A global pandemic, a sinking economy, attempts to overturn the U.S. presidential election, racially-motivated police brutality culminating in the Black Lives Matter movement: 2020 was indeed a “year of multiple colliding crises,” as historian Erika Lee describes in the trailer for June Beallor’s “2020 Chaos and Hope.”
A retrospective on one of the most turbulent years of our lifetimes, the doc revisits 2020 through the diverse perspectives of frontline workers, activists, scientists, and politicians, among others. “2020 Chaos and Hope” includes interviews with experts including emergency medicine doctor Kamini Doobay, author and historian Heather Cox Richardson, researcher Joan Donovan, and President Biden’s chief medical advisor, Dr. Anthony S. Fauci.
“So many things are changing at once,” Professor Deva Woodly emphasizes in the trailer. “The outcomes of the struggles are going to set the tone for the rest of the century.”

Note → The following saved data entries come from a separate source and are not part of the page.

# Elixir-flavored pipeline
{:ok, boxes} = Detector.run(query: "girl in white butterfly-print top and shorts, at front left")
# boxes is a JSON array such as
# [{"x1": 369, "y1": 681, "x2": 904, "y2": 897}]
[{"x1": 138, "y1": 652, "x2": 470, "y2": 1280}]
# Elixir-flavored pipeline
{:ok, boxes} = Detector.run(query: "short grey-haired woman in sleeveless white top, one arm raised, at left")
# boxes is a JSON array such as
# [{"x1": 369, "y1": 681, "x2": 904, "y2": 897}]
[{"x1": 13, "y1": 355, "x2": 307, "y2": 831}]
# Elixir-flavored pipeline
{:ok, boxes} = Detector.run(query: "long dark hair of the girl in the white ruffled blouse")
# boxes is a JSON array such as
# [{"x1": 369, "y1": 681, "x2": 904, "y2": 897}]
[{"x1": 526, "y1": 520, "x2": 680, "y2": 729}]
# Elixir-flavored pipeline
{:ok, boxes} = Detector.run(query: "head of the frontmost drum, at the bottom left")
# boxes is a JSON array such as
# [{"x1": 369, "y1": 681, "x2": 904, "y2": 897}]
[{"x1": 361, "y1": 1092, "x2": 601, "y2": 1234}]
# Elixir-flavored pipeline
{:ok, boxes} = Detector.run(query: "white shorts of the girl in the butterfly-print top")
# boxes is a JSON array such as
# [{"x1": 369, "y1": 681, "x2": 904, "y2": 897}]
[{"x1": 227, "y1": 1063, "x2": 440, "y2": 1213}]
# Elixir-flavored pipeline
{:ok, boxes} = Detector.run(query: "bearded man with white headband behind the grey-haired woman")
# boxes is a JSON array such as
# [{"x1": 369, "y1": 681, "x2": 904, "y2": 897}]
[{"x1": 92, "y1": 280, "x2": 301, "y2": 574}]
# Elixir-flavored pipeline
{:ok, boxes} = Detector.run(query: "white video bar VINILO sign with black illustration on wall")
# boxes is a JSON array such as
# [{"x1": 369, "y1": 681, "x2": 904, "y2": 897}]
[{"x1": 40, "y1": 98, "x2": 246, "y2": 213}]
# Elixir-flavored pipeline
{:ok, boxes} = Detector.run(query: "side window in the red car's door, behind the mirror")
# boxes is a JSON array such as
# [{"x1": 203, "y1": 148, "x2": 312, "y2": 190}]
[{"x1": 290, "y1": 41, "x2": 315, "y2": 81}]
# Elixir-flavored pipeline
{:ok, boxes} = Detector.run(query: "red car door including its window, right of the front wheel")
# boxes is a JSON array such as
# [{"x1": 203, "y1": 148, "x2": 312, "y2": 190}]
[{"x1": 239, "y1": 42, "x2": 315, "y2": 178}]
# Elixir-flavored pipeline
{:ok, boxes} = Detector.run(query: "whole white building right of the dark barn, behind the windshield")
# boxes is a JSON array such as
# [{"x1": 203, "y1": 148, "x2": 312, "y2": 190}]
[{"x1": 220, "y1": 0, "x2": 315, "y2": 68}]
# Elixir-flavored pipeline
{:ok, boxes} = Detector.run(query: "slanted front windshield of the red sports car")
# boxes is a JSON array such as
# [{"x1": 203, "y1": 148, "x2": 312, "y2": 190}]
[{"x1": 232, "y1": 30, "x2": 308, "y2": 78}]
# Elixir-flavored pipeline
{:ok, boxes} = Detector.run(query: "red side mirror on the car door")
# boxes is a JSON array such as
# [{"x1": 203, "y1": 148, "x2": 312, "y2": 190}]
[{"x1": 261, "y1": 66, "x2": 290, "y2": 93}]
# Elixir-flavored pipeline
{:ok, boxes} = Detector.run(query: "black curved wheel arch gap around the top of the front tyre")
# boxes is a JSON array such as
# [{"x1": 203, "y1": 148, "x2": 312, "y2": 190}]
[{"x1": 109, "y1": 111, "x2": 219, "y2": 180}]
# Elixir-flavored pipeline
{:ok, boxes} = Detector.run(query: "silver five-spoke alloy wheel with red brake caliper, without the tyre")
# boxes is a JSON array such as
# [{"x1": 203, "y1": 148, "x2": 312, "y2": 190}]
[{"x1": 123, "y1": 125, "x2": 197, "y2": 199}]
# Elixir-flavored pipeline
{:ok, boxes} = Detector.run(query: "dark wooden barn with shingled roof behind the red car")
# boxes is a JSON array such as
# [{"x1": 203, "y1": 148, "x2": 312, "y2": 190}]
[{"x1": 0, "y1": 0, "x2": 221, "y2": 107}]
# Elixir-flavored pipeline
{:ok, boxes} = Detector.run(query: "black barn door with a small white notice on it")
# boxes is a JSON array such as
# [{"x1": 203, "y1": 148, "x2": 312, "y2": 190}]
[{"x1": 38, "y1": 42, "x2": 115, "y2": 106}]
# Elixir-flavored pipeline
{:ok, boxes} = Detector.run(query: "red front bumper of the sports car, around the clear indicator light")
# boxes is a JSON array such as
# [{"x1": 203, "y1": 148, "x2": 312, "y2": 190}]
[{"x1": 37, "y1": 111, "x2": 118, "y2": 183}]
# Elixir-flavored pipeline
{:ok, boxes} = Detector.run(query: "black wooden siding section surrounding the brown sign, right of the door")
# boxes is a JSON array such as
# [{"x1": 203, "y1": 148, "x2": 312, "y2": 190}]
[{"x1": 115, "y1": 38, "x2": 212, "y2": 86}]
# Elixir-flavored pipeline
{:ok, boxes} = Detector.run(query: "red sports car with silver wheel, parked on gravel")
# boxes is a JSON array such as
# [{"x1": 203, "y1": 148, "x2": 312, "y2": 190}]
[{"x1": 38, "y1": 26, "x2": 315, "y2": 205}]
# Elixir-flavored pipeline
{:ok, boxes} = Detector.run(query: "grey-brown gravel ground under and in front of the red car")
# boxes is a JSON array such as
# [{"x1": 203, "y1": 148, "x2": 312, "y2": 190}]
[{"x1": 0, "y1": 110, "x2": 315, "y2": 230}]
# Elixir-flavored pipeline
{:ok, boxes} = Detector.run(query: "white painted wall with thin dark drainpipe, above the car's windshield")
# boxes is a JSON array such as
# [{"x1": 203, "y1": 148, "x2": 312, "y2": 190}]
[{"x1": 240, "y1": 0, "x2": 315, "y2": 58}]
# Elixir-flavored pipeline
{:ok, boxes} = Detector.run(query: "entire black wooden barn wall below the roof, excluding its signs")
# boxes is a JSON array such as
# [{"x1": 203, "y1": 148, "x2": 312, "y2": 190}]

Described as a “comprehensive time capsule of the year 2020,” the doc higlights the battle over information that erupted in multiple social and political arenas, including conspiracy theories around the COVID-19 virus’s origins and the Biden-Trump battle for presidency. “Facebook, Twitter, YouTube, TikTok: our sense of reality has gotten very distorted,” the trailer tells us.
As the film’s title suggests, however, the mayhem of 2020 was met with the humanity of citizens in even greater ferocity, manifested in the grassroots movements, mutual aid, and community that emerged amid the adversity.
A four-time Emmy nominee, Beallor took home the honor for Outstanding Informational Special in 1996 for producing “Survivors of the Holocaust,” a doc following personal accounts of Jewish folks before, during, and after WWII.
“2020 Chaos and Hope” premieres in Los Angeles at the Laemmle Monica Film Center November 23.